First in Texas Program at Arlington Hospital Reversing Effects of Heart Disease

Beth Brockenbush says she’s never thought of herself as an unhealthy person. But after she suffered her second heart attack earlier this year, she decided it was time to make some changes.

“That was quite an eye-opener,” said Brockenbush, who lives in Arlington. “Certainly I was not doing all the things that I should have.”

She’s now one of six participants in a brand new program at Texas Health Arlington Memorial Hospital that has been shown not only to prevent future heart episodes, but actually reverse the effects of heart disease inside the body.

“In this setting, we’re actually treating almost as if we’re giving a drug,” said Dr. Sunita Koshy-Nesbitt, a cardiologist at Arlington Memorial and the Medical Director of the program.

The program, which was developed by respected researcher Dean Ornish, treats patients who have had certain heart conditions using a four-pronged approach.

Participants exercise to help strengthen their hearts. They’re put on a strict plant-based diet to significantly reduce their cholesterol and fat intake. They do yoga and meditation to help relieve stress and take part in group therapy sessions to build confidence and improve their mental health.

The group meets twice a week for four hours each session.

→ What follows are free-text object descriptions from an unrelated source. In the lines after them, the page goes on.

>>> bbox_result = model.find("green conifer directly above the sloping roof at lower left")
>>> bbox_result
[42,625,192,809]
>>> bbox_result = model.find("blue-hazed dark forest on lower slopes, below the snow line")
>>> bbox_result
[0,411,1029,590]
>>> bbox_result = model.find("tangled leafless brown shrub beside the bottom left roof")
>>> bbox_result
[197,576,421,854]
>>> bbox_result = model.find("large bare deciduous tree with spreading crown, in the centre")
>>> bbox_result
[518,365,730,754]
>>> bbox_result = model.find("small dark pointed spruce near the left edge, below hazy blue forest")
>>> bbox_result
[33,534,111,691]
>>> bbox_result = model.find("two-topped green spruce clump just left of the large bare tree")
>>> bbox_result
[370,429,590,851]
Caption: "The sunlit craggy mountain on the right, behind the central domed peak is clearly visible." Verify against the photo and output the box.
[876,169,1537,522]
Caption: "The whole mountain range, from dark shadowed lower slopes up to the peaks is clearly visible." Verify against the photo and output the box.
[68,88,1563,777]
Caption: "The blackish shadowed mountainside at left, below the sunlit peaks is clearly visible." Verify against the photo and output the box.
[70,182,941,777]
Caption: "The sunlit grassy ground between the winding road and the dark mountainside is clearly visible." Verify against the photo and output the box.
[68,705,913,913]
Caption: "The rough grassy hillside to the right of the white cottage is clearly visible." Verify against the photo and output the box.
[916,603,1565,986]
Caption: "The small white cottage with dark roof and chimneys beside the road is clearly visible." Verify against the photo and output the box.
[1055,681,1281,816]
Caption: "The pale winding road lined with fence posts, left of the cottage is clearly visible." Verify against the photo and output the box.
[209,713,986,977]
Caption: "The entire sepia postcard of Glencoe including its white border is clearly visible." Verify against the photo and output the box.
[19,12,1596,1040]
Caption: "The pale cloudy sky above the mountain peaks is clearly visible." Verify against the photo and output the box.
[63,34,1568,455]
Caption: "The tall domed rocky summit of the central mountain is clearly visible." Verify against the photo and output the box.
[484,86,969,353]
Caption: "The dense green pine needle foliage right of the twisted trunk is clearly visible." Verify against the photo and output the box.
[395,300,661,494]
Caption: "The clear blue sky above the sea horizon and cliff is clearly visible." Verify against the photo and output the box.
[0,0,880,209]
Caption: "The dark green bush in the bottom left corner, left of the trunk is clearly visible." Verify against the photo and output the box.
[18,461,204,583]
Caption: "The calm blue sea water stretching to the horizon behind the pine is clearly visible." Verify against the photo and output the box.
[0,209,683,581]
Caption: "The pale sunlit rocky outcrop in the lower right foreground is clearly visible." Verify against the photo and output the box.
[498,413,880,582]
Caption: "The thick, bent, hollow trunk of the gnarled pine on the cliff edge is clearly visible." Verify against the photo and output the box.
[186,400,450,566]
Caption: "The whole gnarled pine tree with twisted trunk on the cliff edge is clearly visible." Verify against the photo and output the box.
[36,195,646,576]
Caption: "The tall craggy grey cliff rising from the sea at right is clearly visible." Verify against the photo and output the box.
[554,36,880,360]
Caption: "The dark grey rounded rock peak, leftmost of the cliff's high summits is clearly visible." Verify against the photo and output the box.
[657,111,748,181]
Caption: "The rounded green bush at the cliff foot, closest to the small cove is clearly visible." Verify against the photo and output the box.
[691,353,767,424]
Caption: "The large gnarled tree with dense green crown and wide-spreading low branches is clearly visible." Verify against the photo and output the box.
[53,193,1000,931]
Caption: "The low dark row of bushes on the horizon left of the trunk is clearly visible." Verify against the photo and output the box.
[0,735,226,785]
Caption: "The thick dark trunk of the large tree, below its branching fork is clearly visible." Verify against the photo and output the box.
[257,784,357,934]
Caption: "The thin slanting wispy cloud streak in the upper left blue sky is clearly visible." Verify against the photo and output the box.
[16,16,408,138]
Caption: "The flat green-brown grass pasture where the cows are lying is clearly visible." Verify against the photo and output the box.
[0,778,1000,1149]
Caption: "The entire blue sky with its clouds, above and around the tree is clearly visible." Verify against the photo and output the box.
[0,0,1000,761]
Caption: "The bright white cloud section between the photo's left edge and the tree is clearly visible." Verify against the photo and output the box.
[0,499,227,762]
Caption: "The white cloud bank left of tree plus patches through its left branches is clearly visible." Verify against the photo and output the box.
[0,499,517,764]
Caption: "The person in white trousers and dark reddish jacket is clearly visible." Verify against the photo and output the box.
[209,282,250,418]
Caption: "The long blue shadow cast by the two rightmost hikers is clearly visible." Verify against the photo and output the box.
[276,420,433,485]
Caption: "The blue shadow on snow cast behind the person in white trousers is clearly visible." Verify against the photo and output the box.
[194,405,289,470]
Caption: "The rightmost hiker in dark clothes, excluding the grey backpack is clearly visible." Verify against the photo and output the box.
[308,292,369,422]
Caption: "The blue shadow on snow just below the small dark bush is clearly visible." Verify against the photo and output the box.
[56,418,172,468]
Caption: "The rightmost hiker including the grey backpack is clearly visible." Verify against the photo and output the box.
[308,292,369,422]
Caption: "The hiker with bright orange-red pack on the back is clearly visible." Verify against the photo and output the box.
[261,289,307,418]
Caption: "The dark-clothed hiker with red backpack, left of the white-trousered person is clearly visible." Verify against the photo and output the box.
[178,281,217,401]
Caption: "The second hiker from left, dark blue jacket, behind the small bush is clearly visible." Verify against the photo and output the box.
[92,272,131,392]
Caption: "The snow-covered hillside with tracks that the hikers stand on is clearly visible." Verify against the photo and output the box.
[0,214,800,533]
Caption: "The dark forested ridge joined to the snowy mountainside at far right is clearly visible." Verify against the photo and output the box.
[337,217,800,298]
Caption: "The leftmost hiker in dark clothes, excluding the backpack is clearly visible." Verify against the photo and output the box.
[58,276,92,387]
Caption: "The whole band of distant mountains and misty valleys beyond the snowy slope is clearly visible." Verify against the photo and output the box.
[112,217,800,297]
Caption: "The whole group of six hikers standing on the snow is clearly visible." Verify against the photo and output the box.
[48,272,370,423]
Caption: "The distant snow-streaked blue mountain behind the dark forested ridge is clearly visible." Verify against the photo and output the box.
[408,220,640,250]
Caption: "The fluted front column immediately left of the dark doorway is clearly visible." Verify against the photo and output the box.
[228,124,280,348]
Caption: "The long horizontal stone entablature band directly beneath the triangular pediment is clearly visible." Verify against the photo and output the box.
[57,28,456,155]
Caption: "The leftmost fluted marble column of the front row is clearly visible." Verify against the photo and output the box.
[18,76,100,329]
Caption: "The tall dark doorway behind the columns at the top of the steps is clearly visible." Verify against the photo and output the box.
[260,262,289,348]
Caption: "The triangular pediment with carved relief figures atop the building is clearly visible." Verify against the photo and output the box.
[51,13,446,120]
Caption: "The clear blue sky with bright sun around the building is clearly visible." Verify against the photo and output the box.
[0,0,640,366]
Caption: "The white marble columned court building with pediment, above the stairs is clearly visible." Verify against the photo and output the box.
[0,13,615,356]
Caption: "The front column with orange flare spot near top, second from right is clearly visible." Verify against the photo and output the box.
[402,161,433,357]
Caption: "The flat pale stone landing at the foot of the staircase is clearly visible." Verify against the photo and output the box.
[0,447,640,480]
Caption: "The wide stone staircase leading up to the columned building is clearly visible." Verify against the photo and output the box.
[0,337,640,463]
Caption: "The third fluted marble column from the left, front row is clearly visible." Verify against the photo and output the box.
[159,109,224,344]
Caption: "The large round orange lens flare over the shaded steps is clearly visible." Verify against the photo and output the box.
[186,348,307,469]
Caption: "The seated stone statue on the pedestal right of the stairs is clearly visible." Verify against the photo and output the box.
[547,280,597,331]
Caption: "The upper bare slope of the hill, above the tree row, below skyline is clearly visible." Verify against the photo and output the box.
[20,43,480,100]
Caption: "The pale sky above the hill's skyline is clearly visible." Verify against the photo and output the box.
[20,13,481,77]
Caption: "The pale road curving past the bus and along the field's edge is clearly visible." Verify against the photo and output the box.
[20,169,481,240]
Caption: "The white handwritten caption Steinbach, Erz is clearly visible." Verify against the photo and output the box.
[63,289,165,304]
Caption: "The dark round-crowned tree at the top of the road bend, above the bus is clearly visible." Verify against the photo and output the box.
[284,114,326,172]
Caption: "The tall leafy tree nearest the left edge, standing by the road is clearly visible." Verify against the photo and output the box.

“And all four of those pillars are equally weighted,” said Koshy-Nesbitt. “There’s not one that’s more important than another. And that’s what makes this program stand out more than others.”

To give them a better understanding of what their patients are going through, each of the clinicians involved with program went through it themselves.

“You find out a lot about yourself,” said Beth Arseneau, a registered nurse that serves as a case worker for the program.

Just two weeks into the nine week program, Brockenbush’s group says they’re already finding out a lot about themselves.

“The exercise is no problem for me and the relaxation is no problem for me,” said Jerry Hoodenpyle, who is also participating in the program. “But the diet has been a problem.”

But their persistence is paying off.

“In the last four to five days, I’ve felt my energy level picking back up,” said Brockenbush. “And that has surprised me.”

They’re hopeful more good surprises are in store as they work to reach their goals.

“I want to live a little longer,” said Earl Willis, another program participant. “So I want to be heart healthy.”

Arlington Memorial is the first and only hospital in Texas certified to offer this particular program.

To qualify, participants had to have experienced certain kinds of heart episodes like a heart attack, bypass surgery or valve replacement and then be referred by a doctor.